What you’ll Do:
- Accelerate the ML Lifecycle: Design and scale MLOps infrastructure and agentic AI workflows to speed up end-to-end model development, validation, and CI/CD deployment pipelines.
- Bridge Engineering & Data Science: Collaborate with data scientists to optimize model architectures, enforce clean code standards, and transition experimental models into production-ready and scalable software.
- Drive Application Integration: Build robust APIs, microservices, and backend business logic required to seamlessly connect machine learning models with downstream applications and serve predictions efficiently.

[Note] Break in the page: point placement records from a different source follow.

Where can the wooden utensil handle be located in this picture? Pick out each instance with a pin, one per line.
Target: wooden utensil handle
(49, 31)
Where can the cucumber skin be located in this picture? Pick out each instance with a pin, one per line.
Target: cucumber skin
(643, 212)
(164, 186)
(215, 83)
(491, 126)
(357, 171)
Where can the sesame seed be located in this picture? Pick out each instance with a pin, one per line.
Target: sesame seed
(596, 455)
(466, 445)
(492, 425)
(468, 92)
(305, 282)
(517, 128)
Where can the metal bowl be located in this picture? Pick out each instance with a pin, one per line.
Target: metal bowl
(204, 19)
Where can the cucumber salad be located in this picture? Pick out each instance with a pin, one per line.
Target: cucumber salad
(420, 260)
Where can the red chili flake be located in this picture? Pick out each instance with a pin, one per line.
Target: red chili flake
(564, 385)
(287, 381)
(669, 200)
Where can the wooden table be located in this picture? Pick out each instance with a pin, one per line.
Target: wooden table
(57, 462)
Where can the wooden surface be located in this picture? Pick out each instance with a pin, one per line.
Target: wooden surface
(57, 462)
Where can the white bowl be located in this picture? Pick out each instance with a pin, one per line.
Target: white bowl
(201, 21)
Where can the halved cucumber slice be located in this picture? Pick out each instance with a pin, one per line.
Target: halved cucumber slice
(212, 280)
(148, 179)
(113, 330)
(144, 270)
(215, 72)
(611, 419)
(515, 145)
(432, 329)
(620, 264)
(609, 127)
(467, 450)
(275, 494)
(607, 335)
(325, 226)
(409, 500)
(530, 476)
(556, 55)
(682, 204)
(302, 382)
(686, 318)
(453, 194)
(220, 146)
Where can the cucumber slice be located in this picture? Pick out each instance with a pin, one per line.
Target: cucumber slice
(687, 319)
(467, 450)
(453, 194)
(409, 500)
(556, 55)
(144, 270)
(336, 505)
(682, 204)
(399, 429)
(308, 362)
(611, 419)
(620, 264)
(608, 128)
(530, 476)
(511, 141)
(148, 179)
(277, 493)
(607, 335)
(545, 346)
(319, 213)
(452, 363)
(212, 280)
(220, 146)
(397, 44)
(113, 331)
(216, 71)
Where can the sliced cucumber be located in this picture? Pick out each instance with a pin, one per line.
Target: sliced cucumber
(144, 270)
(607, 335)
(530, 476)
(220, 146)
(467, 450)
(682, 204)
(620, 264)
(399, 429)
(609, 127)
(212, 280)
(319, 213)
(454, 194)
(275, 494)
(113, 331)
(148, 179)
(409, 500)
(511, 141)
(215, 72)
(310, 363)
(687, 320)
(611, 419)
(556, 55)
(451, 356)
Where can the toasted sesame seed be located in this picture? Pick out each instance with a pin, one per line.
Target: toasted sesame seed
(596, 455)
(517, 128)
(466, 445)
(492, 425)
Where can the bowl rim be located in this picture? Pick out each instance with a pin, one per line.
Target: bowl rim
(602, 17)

- Build Data & Feature Pipelines: Construct and maintain scalable data pipelines and feature stores to ensure reliable, high-throughput data ingestion for both training and real-time inference.
- Own Production Health & Observability: Establish robust monitoring, anomaly detection, and incident response systems to track data quality, model drift, and A/B testing performance.
- Optimize System Performance: Troubleshoot production bottlenecks and optimize models for latency, throughput, and compute efficiency (e.g., GPU/CPU utilization and API cost management).
What you’ll Need:
- Experience in software engineering, machine learning engineering, data science, or a related field; 2+ years of professional experience required for Senior-level candidates.
- Demonstrate a solid understanding of core ML concepts and frameworks, including supervised/unsupervised learning, optimization, evaluation metrics, and hands-on experience with PyTorch, TensorFlow, or Scikit-Learn.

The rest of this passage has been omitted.